If there are an infinite number of hats, what is the probability of winning using this strategy?
Well, to figure that out, we need to formalize the probability. We saw that it’s \(\frac{1}{4} + \frac{1}{4^2} + \frac{1}{4^3}\) for three hats. For an arbitrary number of hats, the formula is \(\sum_{i=1}^n \frac{1}{4^n}\), and the limit at infinity is \[\lim_{n \to \infty} \sum_{i=1}^n \frac{1}{4^n}\]
We can find this limit by determining the sum. If we paste the formula into Wolfram Alpha, we’re told that \(\sum_{i=1}^n \frac{1}{4^n} = \frac{1}{3} – \frac{1}{3(4^n)}\). How can we confirm this?
Instead of 4, let’s use x, and take the specific case of four elements. That is, let’s see if we can prove: \[\frac{1}{x} + \frac{1}{x^2} + \frac{1}{x^3} + \frac{1}{x^4} = \frac{1}{x-1} – \frac{1}{(x-1)x^4}\]
We can rewrite the right hand side using a common denominator: \[\frac{1}{x-1} – \frac{1}{(x-1)x^4} = \frac{x^4}{x-1} – \frac{1}{(x-1)x^4} \\ = \frac{x^4 – 1}{(x-1)x^4} \] while the left hand side rewrites to: \[\frac{1}{x} + \frac{1}{x^2} + \frac{1}{x^3} + \frac{1}{x^4} = \frac{x^3}{x^4} + \frac{x^2}{x^4} + \frac{x}{x^4} + \frac{1}{x^4} \\ = \frac{x^3 + x^2 + x + 1}{x^4}\]
These are equal if \(\frac{x^4 – 1}{x-1} =x^3 + x^2 + x + 1\), that is, if \(x^4 – 1 =(x-1)(x^3 + x^2 + x + 1)\)… which is true.
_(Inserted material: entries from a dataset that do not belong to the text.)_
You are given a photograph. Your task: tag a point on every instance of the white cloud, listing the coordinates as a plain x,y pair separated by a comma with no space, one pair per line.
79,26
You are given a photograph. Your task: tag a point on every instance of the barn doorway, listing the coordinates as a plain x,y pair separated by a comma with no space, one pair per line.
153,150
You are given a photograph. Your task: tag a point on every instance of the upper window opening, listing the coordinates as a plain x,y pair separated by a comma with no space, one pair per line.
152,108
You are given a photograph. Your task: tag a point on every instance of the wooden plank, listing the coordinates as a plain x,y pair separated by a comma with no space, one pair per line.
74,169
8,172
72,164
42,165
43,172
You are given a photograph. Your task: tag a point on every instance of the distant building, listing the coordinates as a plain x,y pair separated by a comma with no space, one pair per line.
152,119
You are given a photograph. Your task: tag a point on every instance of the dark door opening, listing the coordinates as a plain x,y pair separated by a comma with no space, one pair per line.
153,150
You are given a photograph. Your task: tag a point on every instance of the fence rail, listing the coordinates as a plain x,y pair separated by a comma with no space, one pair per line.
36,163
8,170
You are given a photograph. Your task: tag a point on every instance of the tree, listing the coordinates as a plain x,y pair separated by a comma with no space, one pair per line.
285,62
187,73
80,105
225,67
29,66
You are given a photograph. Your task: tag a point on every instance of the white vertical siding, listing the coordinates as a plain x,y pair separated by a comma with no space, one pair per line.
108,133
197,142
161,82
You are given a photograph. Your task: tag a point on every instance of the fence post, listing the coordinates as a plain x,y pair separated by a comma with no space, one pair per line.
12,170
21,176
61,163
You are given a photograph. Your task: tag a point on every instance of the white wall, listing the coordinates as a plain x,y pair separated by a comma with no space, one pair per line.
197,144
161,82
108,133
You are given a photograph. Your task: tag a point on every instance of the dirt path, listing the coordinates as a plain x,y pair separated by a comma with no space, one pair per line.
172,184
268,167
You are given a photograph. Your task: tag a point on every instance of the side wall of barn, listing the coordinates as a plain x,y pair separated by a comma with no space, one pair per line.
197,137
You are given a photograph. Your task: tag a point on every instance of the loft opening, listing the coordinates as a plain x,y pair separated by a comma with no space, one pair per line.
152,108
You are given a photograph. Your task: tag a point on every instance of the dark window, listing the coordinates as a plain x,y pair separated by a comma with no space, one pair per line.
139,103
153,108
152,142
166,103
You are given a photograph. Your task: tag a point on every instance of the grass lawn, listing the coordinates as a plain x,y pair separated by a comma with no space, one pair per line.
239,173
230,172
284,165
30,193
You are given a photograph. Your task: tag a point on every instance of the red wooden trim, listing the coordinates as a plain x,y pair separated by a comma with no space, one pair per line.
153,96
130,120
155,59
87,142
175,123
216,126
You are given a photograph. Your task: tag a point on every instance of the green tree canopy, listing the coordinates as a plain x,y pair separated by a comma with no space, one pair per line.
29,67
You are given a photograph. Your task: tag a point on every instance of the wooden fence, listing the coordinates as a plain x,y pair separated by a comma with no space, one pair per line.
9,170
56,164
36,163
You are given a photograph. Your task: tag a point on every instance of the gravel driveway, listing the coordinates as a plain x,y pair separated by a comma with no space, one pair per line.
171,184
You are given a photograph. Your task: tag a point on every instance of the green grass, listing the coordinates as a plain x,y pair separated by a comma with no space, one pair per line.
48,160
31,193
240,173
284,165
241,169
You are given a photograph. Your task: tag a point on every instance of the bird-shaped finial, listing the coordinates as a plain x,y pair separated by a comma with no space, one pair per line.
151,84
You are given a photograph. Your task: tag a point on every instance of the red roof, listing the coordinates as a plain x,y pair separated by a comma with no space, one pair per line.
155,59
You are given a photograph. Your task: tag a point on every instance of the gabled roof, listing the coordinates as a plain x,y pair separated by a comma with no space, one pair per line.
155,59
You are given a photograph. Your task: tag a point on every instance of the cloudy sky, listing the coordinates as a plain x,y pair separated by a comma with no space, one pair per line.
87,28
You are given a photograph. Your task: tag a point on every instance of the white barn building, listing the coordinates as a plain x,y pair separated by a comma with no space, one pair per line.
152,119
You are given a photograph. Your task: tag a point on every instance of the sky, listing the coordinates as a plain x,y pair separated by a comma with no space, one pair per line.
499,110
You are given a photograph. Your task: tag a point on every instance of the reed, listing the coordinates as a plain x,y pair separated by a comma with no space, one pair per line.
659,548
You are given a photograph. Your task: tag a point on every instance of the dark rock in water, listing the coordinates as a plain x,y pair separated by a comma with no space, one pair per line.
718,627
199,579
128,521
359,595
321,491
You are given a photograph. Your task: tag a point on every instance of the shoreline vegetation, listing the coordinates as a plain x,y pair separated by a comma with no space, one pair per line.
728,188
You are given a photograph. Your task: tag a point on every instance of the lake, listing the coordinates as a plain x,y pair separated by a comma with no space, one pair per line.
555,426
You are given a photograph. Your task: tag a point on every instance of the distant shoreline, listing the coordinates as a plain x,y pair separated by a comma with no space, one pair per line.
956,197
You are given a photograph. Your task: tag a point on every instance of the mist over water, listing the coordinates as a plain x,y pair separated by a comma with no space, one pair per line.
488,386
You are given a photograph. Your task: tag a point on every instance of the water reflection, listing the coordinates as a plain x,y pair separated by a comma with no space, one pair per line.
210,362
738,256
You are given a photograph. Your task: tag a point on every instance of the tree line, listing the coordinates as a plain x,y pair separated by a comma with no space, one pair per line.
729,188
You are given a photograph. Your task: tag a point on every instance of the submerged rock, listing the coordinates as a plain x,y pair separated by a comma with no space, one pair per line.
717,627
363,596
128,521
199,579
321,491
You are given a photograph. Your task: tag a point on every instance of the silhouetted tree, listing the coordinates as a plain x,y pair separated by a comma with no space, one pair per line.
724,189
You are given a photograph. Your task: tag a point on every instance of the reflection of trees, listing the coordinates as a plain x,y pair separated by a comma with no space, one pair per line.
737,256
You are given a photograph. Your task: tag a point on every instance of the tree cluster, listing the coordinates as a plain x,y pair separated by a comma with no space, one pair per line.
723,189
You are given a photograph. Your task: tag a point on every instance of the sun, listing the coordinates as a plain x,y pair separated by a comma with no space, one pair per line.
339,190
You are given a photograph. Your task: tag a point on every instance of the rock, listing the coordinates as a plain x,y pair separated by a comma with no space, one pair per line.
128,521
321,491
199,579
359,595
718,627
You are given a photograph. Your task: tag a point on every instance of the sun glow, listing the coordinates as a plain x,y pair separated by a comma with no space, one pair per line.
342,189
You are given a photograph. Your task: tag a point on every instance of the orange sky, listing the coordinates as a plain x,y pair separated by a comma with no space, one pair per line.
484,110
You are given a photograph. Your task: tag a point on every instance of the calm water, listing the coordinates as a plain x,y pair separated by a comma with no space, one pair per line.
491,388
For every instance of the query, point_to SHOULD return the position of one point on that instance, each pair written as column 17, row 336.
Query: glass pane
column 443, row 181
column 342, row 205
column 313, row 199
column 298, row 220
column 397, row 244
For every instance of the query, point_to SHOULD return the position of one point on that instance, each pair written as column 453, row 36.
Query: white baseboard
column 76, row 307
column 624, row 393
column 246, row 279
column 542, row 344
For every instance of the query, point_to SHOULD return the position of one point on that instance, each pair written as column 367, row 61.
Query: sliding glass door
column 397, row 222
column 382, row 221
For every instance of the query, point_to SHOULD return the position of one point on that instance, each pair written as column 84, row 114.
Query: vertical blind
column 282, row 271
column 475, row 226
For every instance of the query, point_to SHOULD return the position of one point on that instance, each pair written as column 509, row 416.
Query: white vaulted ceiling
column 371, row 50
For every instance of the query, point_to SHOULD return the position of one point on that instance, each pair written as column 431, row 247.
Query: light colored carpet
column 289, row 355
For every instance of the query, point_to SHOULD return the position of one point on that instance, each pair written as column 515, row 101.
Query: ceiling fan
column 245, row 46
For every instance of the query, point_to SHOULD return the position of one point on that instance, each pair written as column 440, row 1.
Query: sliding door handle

Since \(\sum_{i=1}^n \frac{1}{x^n} = \frac{1}{x-1} – \frac{1}{(x-1)(x^n)}\), \[\lim_{n \to \infty} \sum_{i=1}^n \frac{1}{4^n} = \frac{1}{3} – \lim_{n \to \infty} \frac{1}{3\cdot 4^n} = \frac{1}{3} – 0 = \frac{1}{3}\] Given an infinite number of hats, there is a 1/3 chance of winning, using this strategy.